📢 AV Fistula > AV Graft > Tunneled Catheter > Non-tunneled Catheter
Catheters should be the LAST resort, not the default.
⚠️ Why access type matters:
• Catheters have 2-3x higher infection risk compared to fistulas
• Catheters cause chronic inflammation (elevated CRP, ferritin) – harming anemia and nutrition
• Catheters are associated with higher mortality – up to 50% higher in first year
• Catheters have higher failure rates (thrombosis, stenosis, malfunction)
• Fistulas provide better dialysis adequacy (Kt/V) and lower recirculation
✅ Our unit's goal: Increase fistula prevalence, reduce catheter use. Every patient without a permanent access should be evaluated for fistula creation immediately. Catheters are a bridge, not a destination.
🆘 The hidden cost of catheters – inflammation:
Catheters create a continuous low-grade inflammatory state due to biofilm, recurrent subclinical infections, and endothelial injury. This drives:
• Erythropoietin resistance (more anemia, more EPO needed)
• Hypoalbuminemia (malnutrition/inflammation complex)
• Higher ferritin (functional iron deficiency – iron trapped in stores)
• Cardiovascular events (inflammation accelerates atherosclerosis)
Converting a catheter to a fistula is not just about infection – it reduces systemic inflammation and improves overall outcomes.
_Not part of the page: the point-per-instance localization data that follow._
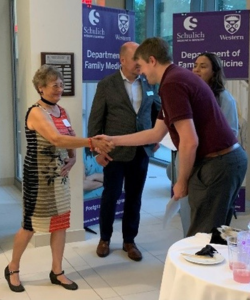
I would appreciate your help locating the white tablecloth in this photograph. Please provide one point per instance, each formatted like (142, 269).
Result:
(183, 280)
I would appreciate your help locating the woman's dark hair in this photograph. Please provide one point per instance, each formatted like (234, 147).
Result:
(217, 82)
(45, 74)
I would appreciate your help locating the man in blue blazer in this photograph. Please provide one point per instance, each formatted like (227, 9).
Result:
(124, 103)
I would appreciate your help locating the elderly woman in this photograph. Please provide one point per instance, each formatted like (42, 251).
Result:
(51, 144)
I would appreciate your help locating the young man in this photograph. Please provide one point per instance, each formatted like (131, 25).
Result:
(212, 165)
(124, 103)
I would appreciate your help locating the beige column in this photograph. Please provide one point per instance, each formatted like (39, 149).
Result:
(53, 26)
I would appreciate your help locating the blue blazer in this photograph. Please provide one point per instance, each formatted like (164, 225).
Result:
(113, 114)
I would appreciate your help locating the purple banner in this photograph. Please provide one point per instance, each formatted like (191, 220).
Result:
(225, 33)
(104, 31)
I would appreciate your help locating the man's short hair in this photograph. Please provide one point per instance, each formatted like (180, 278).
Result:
(156, 47)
🏥 Practical recommendations for our dialysis unit
- Every incident patient should be referred for fistula creation at least 6-12 months before starting dialysis.
- Catheters should be removed as soon as a functional fistula is ready (typically 2-4 weeks after maturation).
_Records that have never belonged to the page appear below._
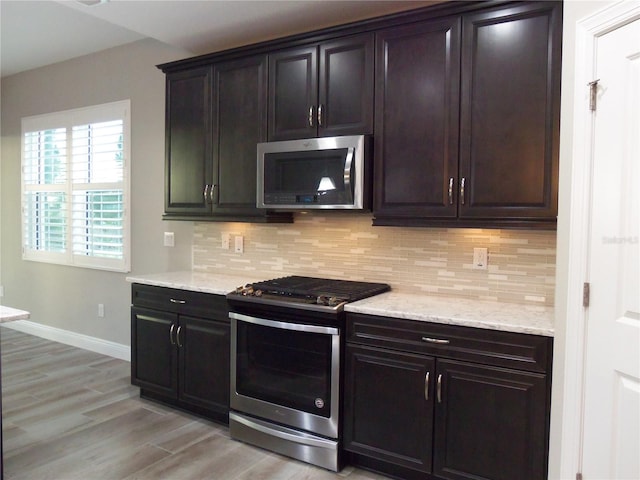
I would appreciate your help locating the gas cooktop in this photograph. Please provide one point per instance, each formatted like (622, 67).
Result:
(299, 291)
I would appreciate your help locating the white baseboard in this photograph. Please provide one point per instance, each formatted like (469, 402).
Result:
(93, 344)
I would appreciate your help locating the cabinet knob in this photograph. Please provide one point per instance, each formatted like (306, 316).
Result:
(426, 387)
(438, 341)
(311, 116)
(173, 326)
(178, 336)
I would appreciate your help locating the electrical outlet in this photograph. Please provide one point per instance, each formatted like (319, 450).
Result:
(225, 241)
(480, 258)
(169, 239)
(239, 244)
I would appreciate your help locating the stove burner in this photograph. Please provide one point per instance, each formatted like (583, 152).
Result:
(320, 291)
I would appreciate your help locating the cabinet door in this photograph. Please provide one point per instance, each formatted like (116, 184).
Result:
(345, 100)
(204, 363)
(491, 423)
(154, 357)
(417, 99)
(188, 167)
(389, 406)
(293, 93)
(510, 112)
(240, 122)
- For patients with a catheter: Monitor CRP, ferritin, and albumin closely – these predict complications.
- Track access types monthly and aim for fistula prevalence >60-80% in prevalent patients.
- Educate patients: Fistula surgery is a one-time investment that pays back with fewer infections, better dialysis, and longer life.
🎯 Final conclusion
"Fistula First" is not a slogan – it is evidence-based medicine. Our own data (below) will likely show that patients with fistulas have lower ferritin, better hemoglobin, fewer hospitalizations, and longer survival compared to catheter-dependent patients.
Call to action: Review every catheter patient in our unit. Ask: "Why does this patient still have a catheter?" If there is no anatomical barrier, create a plan for fistula placement within 3 months.